Here, some protesters show their wit, as well as their determination, with their homemade placard.
Taken with Leica M7, Zeiss 50mm Planar f2 and Kodak Ektar 100 film
On Sunday 28 November, I had a few hours off from a busy week's work, which had overlapped into the weekend. I hoped for sunny weather as I wanted to try out some colour large format photography. The sun shone on me, I was lucky.
I decided to spend my 2 hours shooting mainly around the Naval college, which has some of the most splendid architecture in London - feeling more like Italy than England.

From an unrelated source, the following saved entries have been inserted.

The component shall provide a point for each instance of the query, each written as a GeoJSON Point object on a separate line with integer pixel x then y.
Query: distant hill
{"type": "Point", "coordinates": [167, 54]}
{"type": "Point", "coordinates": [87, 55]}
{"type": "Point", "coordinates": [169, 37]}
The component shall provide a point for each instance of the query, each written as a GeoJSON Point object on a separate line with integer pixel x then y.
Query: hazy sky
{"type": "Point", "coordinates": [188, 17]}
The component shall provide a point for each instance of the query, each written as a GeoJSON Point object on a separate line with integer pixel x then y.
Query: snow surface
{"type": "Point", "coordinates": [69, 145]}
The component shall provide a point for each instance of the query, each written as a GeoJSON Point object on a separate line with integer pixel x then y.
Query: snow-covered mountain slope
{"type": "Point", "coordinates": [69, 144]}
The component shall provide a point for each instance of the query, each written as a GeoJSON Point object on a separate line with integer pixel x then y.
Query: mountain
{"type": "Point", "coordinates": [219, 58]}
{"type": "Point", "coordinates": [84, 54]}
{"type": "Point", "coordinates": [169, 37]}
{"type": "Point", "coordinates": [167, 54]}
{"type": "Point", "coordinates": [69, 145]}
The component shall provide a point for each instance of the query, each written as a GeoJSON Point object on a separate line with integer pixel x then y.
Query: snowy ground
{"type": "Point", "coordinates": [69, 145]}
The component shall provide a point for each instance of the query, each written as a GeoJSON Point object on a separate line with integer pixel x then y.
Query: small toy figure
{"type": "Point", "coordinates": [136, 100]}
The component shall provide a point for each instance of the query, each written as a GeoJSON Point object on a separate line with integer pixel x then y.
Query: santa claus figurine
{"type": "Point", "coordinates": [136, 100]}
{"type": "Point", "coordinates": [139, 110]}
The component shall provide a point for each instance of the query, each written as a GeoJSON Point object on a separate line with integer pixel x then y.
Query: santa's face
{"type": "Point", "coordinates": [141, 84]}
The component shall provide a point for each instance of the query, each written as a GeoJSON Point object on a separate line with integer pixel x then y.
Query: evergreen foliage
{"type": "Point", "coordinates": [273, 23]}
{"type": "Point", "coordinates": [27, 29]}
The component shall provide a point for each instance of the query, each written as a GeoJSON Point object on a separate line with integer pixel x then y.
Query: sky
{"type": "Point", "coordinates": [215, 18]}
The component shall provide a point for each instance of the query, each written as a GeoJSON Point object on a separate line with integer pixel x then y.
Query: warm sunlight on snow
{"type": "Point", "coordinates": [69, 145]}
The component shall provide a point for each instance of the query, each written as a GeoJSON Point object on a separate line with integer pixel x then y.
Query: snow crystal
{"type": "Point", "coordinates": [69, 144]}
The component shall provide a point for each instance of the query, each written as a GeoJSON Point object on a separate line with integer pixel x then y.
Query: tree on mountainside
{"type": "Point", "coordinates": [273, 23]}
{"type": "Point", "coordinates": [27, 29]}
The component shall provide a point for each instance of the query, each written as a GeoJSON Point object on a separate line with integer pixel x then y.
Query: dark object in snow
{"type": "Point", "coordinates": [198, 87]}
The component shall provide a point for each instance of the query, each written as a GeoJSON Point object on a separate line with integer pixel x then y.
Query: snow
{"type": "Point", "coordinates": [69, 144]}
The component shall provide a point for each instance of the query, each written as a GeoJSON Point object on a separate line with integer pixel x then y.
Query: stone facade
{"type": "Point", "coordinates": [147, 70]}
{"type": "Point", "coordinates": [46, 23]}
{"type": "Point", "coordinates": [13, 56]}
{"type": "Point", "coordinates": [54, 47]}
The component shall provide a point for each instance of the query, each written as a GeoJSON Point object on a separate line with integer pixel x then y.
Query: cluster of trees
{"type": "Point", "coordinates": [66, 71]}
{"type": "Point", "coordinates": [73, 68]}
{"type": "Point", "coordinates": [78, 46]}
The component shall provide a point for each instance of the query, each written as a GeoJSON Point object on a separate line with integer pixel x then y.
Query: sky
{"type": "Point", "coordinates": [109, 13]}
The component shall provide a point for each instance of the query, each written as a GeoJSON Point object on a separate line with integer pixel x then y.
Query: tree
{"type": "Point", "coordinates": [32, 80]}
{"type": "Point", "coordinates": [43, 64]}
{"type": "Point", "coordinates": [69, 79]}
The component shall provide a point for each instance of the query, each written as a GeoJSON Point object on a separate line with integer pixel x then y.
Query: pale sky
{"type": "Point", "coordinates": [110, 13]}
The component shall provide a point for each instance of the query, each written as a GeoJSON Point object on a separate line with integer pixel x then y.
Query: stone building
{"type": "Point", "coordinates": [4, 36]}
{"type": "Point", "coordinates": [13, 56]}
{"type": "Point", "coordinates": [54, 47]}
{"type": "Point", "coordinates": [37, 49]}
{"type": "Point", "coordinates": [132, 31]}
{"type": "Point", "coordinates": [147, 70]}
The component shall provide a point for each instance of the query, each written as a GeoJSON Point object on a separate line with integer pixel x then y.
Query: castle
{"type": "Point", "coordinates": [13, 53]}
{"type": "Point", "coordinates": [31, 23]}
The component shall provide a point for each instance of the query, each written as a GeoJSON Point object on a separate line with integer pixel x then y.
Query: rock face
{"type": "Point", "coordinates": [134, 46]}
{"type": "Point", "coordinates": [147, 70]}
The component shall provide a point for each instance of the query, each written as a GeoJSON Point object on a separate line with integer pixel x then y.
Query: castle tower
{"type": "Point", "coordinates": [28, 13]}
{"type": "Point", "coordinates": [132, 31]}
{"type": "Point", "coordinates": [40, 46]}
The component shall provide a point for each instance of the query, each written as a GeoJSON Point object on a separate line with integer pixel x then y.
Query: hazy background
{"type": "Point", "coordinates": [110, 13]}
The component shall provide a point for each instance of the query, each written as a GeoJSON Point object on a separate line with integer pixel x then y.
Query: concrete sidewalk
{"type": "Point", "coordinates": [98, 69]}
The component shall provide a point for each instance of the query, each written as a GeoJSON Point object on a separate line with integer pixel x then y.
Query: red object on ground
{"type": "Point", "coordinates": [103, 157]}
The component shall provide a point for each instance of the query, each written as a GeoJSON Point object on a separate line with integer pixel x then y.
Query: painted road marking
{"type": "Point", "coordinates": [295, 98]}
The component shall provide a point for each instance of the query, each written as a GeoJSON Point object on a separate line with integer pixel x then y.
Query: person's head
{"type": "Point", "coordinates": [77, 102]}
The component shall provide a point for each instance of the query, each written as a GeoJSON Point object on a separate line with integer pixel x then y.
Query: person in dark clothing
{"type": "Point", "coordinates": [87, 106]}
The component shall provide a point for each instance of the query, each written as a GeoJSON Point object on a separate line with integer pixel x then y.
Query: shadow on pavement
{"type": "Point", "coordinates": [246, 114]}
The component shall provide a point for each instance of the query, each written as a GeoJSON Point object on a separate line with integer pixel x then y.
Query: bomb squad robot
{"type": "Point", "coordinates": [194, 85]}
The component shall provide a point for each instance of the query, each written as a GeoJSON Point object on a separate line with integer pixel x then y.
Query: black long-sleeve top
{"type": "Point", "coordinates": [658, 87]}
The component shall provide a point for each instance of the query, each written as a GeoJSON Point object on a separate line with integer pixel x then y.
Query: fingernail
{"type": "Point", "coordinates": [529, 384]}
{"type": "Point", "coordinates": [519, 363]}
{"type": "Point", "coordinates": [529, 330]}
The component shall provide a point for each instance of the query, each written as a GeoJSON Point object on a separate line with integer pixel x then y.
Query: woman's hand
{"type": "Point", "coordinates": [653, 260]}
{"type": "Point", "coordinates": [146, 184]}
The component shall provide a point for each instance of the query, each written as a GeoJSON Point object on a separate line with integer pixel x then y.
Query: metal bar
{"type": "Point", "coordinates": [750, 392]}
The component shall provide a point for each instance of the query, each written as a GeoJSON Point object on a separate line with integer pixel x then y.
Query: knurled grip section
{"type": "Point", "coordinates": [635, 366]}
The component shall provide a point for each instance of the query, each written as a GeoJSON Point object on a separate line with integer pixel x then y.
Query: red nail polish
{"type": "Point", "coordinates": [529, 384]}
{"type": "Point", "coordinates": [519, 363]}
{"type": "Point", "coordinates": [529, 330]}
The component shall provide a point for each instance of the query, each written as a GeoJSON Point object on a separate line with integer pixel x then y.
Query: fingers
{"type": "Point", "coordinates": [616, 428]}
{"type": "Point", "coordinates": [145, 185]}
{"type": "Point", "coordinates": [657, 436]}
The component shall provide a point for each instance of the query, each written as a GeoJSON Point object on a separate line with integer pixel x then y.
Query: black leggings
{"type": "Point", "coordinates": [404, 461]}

I had with me my Toyo 45AII 5x4 inch large format camera, loaded with fast colour film and some black and white. Setting up and taking each shot takes time, and usual constant negotiation with officials asking you for a license etc. But I took some nice large negatives.
In between setting up the large format camera, I used my Leica M7 rangefinder fitted with the fantastically sharp Zeiss 25mm Biogon f2.8 ZM lens - one of the best Leica-M fitting wide angles there is in my opinion. I used the ultra fine grain Kodak Ektar 100 iso film, which was just right for this sunny winter day
Although I was pleased with the large format photographs, and of course if I want to make huge prints they beat anything on 35mm, I actually had more fun, and got more results with the M7 - another rangefinder victory.
All of the photos on this blog post are taken with the M7 on 35mm film.
In this last one, below, in the foot-tunnell under the Thames, I decided to shoot at f/22 in what was very low light. This is a 16 second exposure on the M7.